There have been a lot of exciting developments in the world of food. Customers are looking for more transparency in their food supply and companies are offering healthier alternatives. During the pandemic, the food industry underwent a massive transformation. Businesses are also trying to build a diverse and inclusive food culture. Given below are some businesses that are transforming the way we eat and drink.
I-Collective – I-Collective is a community of chefs, activists, and farmers who aim to focus on the culinary knowledge of indigenous people and work for the right to have access to sustainable food. Their main aim is to let future generations know about indigenous food sovereignty. According to them, the past and the future are tied to sharing knowledge of seeds and crops local to a region or tribe. The community, founded by Neftali Duran, Karlos Baca, Liz Charlebois, and Erica Scott, has partnered with other organizers to bring their vision to life. They also work with urban farming initiatives and distribute crops grown by indigenous farmers to people within the community.
Imperfect Foods – This company was started in 2015. Their aim is to reduce food waste and build a sustainable food system for everyone. They rescue produce that is deformed and would otherwise go to waste, from farmers and grocery stores and deliver them to the doorstep of customers. Customers do not have to compromise on their budget. The pandemic saw the company even buying vegetables that had been pre-chopped for restaurants. The mission of the company is to tackle food waste.
Radical Xchange – Ashtin Berry is a beverage consultant and hospitality expert who aims to create change. She conducts workshops for diversity, safety, and inclusion. She teaches about intersectionality through beverage and wants people of color to thrive and prosper in the hospitality industry. She wants a healthier hospitality industry for everyone and wants to do away with inequalities. Her annual symposium, Resistance Served, includes seminars on topics such as Black farming and land ownership. She has also started a bimonthly wine club in collaboration with Prologue Wine Co.

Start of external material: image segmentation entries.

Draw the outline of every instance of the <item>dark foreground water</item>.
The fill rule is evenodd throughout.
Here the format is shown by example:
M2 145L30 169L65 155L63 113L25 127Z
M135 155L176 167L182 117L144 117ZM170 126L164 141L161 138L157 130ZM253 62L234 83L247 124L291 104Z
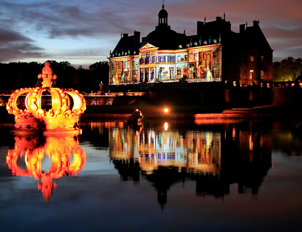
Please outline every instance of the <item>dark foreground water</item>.
M0 230L301 231L295 124L95 121L37 138L0 124Z

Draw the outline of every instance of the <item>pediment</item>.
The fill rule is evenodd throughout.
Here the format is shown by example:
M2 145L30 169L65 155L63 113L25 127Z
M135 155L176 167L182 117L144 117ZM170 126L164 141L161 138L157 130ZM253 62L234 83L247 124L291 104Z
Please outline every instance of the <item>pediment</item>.
M157 47L156 47L154 45L152 45L149 43L147 43L146 44L142 47L140 49L140 50L143 50L144 49L148 49L150 48L158 48Z

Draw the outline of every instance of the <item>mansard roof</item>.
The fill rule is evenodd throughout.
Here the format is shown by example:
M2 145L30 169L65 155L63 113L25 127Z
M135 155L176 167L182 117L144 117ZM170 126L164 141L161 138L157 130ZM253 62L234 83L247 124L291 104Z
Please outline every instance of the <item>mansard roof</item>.
M115 47L112 52L112 54L114 56L111 56L111 57L116 57L118 56L125 56L125 53L127 53L127 55L132 56L133 55L134 52L137 54L138 54L140 52L139 50L141 45L141 43L140 43L135 47L135 37L134 35L130 36L128 36L128 34L124 34L123 37L121 37L117 44ZM128 52L130 51L130 53ZM117 56L116 55L116 52ZM123 53L123 55L122 55ZM120 54L119 56L118 54Z

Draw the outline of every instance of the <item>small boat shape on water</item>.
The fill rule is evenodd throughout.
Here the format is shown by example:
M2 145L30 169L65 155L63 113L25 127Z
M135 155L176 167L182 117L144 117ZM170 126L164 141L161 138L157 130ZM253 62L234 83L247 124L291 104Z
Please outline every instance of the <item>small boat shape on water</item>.
M137 109L129 116L129 118L127 119L127 121L128 123L137 123L140 122L143 117L142 114L142 112Z

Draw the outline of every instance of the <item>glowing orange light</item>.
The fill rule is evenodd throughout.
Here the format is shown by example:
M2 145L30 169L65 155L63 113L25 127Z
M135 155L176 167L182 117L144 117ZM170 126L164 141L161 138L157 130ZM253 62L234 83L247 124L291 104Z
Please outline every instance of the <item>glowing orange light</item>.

Regenerative Organic Alliance (ROA) – The ROA was started in 2017 to help farmers with guidelines that would help them to improve soil health, protect animals and guarantee social fairness. They want to create farm systems that work in harmony with nature. The Regenerative Organic Certified (ROC) is a holistic standard for agriculture certification. There are many cooks who are worried about climate change and for them, the right choice is to use regeneratively raised meat. Under this program, animals graze on native pasture and leave fertilizers behind. It is because of ROA that farmers will have metrics that would help customers to make sustainable food choices.
International Wineries for Climate Action (IWCA) – IWCA is a group of wineries that are environmentally committed. Founded by Familia Torres and Jackson family wines, the IWCA aims to create a clean and resilient wine community that wants to reduce carbon emissions. The group includes major wine names such as Silver Oak in California.